My return to this site, coupled with my return to "formal" study has begun well.
FrenchThis week I opened up my
Hugo French in 3 Months for the first time in almost a year, to work on week 8 which starts with the imperfect tense. I think the book is good, but I've never been sure of how to use it. For each section I read the explanations, I think though the example sentences, and then I try the exercises and end up making stupid mistakes for about half of them. So I put it down, try again the next day, and make the same mistakes again! My intention in using this book has been to gain a solid grasp of the basics of French grammar, and it clearly hasn't been working. I was wondering if the book was really for me.
So yesterday I tried something different: I began an Anki deck for Hugo. First I made a table of the imperfect endings: front = "imperfect endings", back = each subject with its ending, e.g. je -ais, tu -ais, etc. Then I entered each of the example sentences French-->English. I flicked through them a few times, then I added the accompanying exercises, which are English-->French. I've worked through them 5-6 times in the past 24 hours and I'm finding it's actually sticking! I think doing the examples in the context of reviewing the table mentally is helping it to stick.
Today I made cards for two relative pronouns que and qui (the back gives the translation + "subject" for qui and "object" for que). For each example I put whether the que or qui refers to an object or subject. For example:
Front:
Voici le permis de conduire que j'ai trouvé.
Back:
Here is the driving license (object) that I found.
When I did this chapter previously, I understood the explanation and examples, but couldn't manage to produce the right answers in the exercises. I'll review the examples several times, and tomorrow I'll put in the related exercises and see how it goes.
So I expect my pattern with Hugo to be this: each day put one section of the week's lessons into Anki. Learn the day's lesson while reviewing whatever comes up from the previous work. Hopefully I should be able to complete each week in a real week, and hopefully it will actually stick! If I manage this pace, I'll finish the text at the end of April.
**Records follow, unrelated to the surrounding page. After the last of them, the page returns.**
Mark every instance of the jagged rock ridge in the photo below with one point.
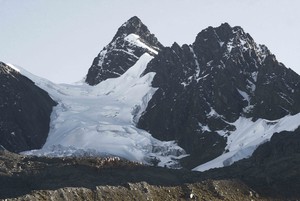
(25, 111)
(131, 41)
(222, 76)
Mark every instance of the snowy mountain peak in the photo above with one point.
(131, 41)
(8, 68)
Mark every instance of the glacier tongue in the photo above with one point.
(99, 120)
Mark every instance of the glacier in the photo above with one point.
(100, 120)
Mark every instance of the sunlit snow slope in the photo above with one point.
(100, 120)
(248, 135)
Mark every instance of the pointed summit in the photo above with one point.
(131, 41)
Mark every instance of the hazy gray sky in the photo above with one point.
(58, 39)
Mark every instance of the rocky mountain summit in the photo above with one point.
(223, 106)
(206, 86)
(25, 111)
(131, 41)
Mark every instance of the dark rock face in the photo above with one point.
(131, 41)
(223, 75)
(24, 112)
(37, 178)
(273, 169)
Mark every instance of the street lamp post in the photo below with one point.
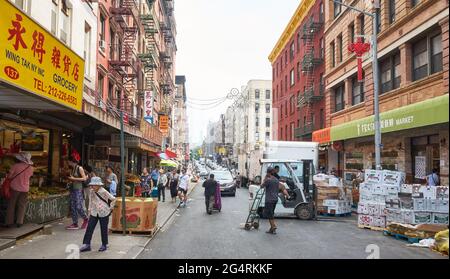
(375, 72)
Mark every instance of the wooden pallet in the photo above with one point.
(378, 229)
(142, 233)
(325, 214)
(402, 237)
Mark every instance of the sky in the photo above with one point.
(221, 45)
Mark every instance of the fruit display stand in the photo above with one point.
(140, 214)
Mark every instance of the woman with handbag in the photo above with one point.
(100, 207)
(18, 182)
(76, 179)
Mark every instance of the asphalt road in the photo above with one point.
(192, 234)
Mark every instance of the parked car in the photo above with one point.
(226, 182)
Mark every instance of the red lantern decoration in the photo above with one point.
(359, 48)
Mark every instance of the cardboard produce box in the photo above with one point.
(140, 214)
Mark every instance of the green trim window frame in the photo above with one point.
(339, 98)
(357, 91)
(427, 56)
(391, 11)
(390, 77)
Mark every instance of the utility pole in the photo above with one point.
(122, 173)
(375, 73)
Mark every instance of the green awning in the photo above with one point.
(429, 112)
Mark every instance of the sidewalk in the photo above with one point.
(63, 244)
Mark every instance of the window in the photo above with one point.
(292, 77)
(436, 54)
(340, 48)
(321, 13)
(391, 11)
(351, 33)
(390, 73)
(322, 48)
(333, 55)
(87, 49)
(420, 61)
(339, 98)
(292, 51)
(337, 9)
(357, 91)
(322, 119)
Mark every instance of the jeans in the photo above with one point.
(209, 202)
(91, 227)
(76, 205)
(161, 191)
(17, 201)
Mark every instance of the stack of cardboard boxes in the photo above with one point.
(378, 188)
(332, 197)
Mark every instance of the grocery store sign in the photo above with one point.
(34, 60)
(429, 112)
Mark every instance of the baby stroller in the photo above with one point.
(217, 199)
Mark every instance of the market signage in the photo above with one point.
(429, 112)
(164, 124)
(148, 106)
(34, 60)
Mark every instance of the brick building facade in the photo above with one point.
(413, 63)
(298, 69)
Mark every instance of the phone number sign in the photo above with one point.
(33, 59)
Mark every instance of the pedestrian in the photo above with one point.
(146, 183)
(76, 178)
(19, 177)
(174, 184)
(273, 187)
(155, 177)
(86, 191)
(210, 186)
(183, 188)
(433, 178)
(100, 208)
(162, 183)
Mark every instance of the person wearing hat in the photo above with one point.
(100, 207)
(19, 175)
(76, 178)
(273, 187)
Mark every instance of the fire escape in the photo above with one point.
(124, 64)
(312, 93)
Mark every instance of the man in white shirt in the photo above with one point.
(183, 188)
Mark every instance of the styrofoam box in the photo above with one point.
(373, 176)
(439, 218)
(330, 202)
(429, 192)
(422, 217)
(395, 178)
(442, 192)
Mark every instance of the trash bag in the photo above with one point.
(441, 242)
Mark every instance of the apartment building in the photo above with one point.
(413, 65)
(298, 70)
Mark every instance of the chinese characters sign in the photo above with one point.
(148, 106)
(32, 59)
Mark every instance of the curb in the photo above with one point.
(159, 227)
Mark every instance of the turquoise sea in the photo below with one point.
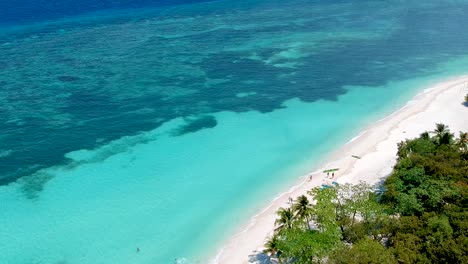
(149, 132)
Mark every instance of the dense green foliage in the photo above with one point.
(420, 217)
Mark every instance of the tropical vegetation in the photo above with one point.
(418, 215)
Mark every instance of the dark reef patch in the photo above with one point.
(68, 78)
(196, 124)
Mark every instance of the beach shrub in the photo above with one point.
(421, 216)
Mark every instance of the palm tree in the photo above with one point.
(271, 248)
(285, 220)
(463, 141)
(442, 134)
(302, 209)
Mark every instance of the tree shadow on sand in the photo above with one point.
(259, 257)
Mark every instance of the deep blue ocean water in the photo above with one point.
(119, 109)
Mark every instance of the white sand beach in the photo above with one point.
(376, 146)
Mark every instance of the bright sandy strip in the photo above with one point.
(377, 147)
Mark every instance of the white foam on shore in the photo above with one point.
(387, 130)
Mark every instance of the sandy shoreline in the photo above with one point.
(376, 145)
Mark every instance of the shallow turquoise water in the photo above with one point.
(164, 129)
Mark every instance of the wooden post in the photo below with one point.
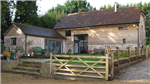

Besides this I did a few short sessions with Duolingo, having to go right back to the start since most of my tree is dead. I'm on the fence about whether it's worth rebuilding the tree or just dropping it altogether. I've also watched a fair bit of French TV this week. Season 2 of Braquo on Netflix was crap but not as bad as season 1. Full of gratuitous violence in a misguided attempt to be more gritty than anything else, the plot is actually driven by the screw-ups of the cops who nevertheless are "the best" (at least that's what someone said of them in season 1). I've also watched a few episodes of Cain season 4, but these have been disappointing so far compared to the previous seasons. I'll stick with it and hope it gets better as it goes along.
HindiI've begun my reopening of
Le Hindi sans peine by reviewing all the audio, shadowing where possible. After about lesson 10 it was getting harder to shadow, so I'll probably begin my review of the text at chapter 10, but go a bit faster until I get to where I was before (ch 24 or so). At the same time, I've been feeling the urge to reopen the
Routledge Intermediate Hindi Reader. So far I'm sticking to the one book at a time rule, but I'm reviewing my old Anki vocab cards from the reader.